Teacher vacancies are not the entire difference, but they are certainly part of it.

But that presents a chicken or egg issue.

  • Do teachers want to work in the counties because they have better school climates than the city schools? Or are the county school climates better because of more teachers? Both?

Do the better working conditions — school climates — reflect rural vs. city values in the schools and kids? Something else?

Teacher availability. Teacher preparation enrollment in Virginia dropped dramatically in academic year 2019-20 and has not recovered.

In terms of female/male mix, teacher preparation enrollment in Virginia in 2020-21 (last year for statistical availability) was still less than 19% male. That is about the same ratio as in the broader population of teachers.

Of those 8,772, only 937 were Black. 10.7%. Which is half the percentage of Black kids in Virginia public schools.

Open enrollment not a viable option. I have occasionally cited here that a state law on open enrollment helps minority kids in the majority-minority City of Milwaukee find better schools in the white suburbs.

That is true, but it is also true that, other than Milwaukee, the State of Wisconsin is almost entirely white. So, Milwaukee kids choosing to enroll in more diverse schools don’t have far to travel.

Open enrollment would not work to solve the issues in 22% Black Virginia public schools with Black kids in much denser regional concentrations than in Wisconsin.

Black-majority cities are grouped together in Hampton Roads and Southside Virginia.

So, what is to be done?

What can be done? Virginia will have to attract teachers to the Black cities. Then those divisions will have to retain them.

To do that, the school climates will have to improve. A lot.

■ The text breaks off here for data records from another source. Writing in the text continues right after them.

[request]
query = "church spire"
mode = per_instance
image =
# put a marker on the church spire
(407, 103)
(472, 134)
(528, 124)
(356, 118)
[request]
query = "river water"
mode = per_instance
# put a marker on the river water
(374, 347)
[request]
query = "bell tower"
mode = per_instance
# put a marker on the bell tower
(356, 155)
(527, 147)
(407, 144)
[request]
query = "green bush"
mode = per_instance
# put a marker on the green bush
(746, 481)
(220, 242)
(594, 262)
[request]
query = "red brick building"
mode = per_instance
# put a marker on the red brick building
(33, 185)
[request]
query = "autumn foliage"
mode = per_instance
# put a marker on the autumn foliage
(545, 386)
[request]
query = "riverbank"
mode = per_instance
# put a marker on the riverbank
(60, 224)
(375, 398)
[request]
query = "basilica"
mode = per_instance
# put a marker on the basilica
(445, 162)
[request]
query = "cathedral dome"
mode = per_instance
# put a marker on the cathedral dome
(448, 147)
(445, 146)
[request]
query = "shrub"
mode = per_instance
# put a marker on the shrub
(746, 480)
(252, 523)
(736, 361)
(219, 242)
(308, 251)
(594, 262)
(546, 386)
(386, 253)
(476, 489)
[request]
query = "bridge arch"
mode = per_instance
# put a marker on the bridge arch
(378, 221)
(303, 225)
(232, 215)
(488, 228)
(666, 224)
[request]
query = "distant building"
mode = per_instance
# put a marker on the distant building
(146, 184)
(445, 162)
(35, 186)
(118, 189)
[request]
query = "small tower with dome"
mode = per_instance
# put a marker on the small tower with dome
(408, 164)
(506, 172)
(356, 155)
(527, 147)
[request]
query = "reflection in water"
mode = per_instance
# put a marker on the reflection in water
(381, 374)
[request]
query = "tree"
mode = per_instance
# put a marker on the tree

One solution I have offered before is Teach for America.

We do not have a TFA program in the Commonwealth beyond Alexandria. TFA is designed to provide teachers to inner city schools. Read what TFA has done for years in the Charlotte-Piedmont Triad (Charlotte, Winston-Salem, High Point, Greensboro, Gibsonsville, McLeansville) below.

Seems easy. It is not. Teachers unions do not like TFA.  

The best charter school corporations, including Success Academy in NYC, actively seek out TFA teachers.  

But then the unions hate charters too.

What can’t. Another important step is probably impossible right now.  

School climates have been made far worse by Covid school closings, longer in Virginia’s Black cities like Richmond than elsewhere in the state.  

That horrible mistake can’t be undone.

School climates have also been worsened by the wholesale overhaul of Virginia’s education laws, and thus regulations, changing them to progressive norms in 2020 and 2021.  

I gave a preview here of where that was headed from the viewpoint of the left.  

As with all things about education in Virginia, because of the authority that our constitution gives school divisions, laws and regulations are observed more faithfully in some divisions than others.  

Most Black majority city school divisions embraced the new Democrat-passed laws, regulations and model policies.  

Their sense of “equity” has crushed the futures of thousands of Black kids in Virginia.

Perhaps the Black county divisions maintain more traditional order and discipline approaches that do the Black city divisions. Hard to know.

But the worst of the 2020 and 2021 laws can be undone, and in a rational world Virginia’s Black legislators would lead the effort to undo them.

Like Portsmouth’s Louise Lucas, Chair of the Senate Education and Health Committee. She of “Blue Wall” fame.

But that is not the world in which she lives, or we live, in Virginia.

Maybe some year.

Next.  I’ll check with Hampton City Schools to see if I can get an interview.